From the primitive beauty of the Caddo people and their settlements, we travel two hours south to Polk County, the borders of which are formed in part by Lake Livingston and the Trinity River.
When painting a scene from Polk County, you eschew not only the pine trees, but also Lake Livingston, and instead focus on the courthouse. What prompted that decision?
LJ: I think courthouses are a source of civic pride for many East Texas towns, and I wanted to reflect that. In Livingston, the courthouse square is indicative of people’s need to share commonalities. The Polk County Courthouse sits near the railroad, next to the intersection of HWY 190 and 59, near the Trinity. It is a transportation hub, connecting people through travel. It also connects to other places architecturally. It shares, for example, elements with the Marion County Courthouse in Jefferson. And the red building on the Polk County Courthouse grounds, “the records vault,” was copied in Groveton and enlarged, becoming the Trinity County Courthouse. Our courthouses should tie us together, and, at least in terms of architecture and pathways to elsewhere, they do.
Speaking of tying people together, you highlight the St. Joseph’s Catholic Church in New Waverly, Texas.

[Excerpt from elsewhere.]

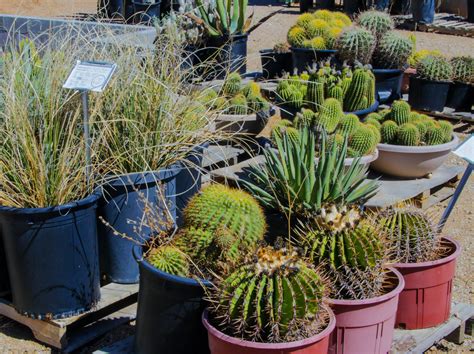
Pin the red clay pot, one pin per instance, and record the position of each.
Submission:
(366, 326)
(426, 300)
(220, 343)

LJ: Yes, this church was the center of a rather isolated Polish community in East Texas. It is a prime example of Texas’ “painted churches,” more common in Central Texas, where they are often made of stone. While I studied the structure, I became interested in a large nearby tree and incorporated it. To me, the work of humans and the work of God—the Church and the tree—were matched together.
Coming full circle, both conceptually and geographically, we arrive in Dodge, north of New Waverly, and a few minutes east of Huntsville. What makes that a special place and an important focus of your book?
LJ: We lived in Dodge from 1984 to 2008, and during these years, I had the opportunity to complete my understanding of East Texas as a distinct place and culture. It’s one thing to experience a region as a college student; it’s another to live “in the soil of the earth,” to see people as they live, to witness the beauty —as well as the less attractive qualities—they possess and display. It was where I experienced people as humans and, as I mentioned earlier, there is a tight connection between understanding art and understanding humans.
Settling in a place, even a place obscured in East Texas’s Pine Curtain, “is to come to love, and then lose, people and things” notes Jamison, in his book. These people and things “come and go”—much like travelers who seek out new memories by visiting new places. But Jamison’s travels, experiences, and artistic vision, are captured permanently in the images and words of Ode to East Texas, and sometimes, to quote the artist out of context, they repeat “like a melody in a symphony of light and grass and sun.”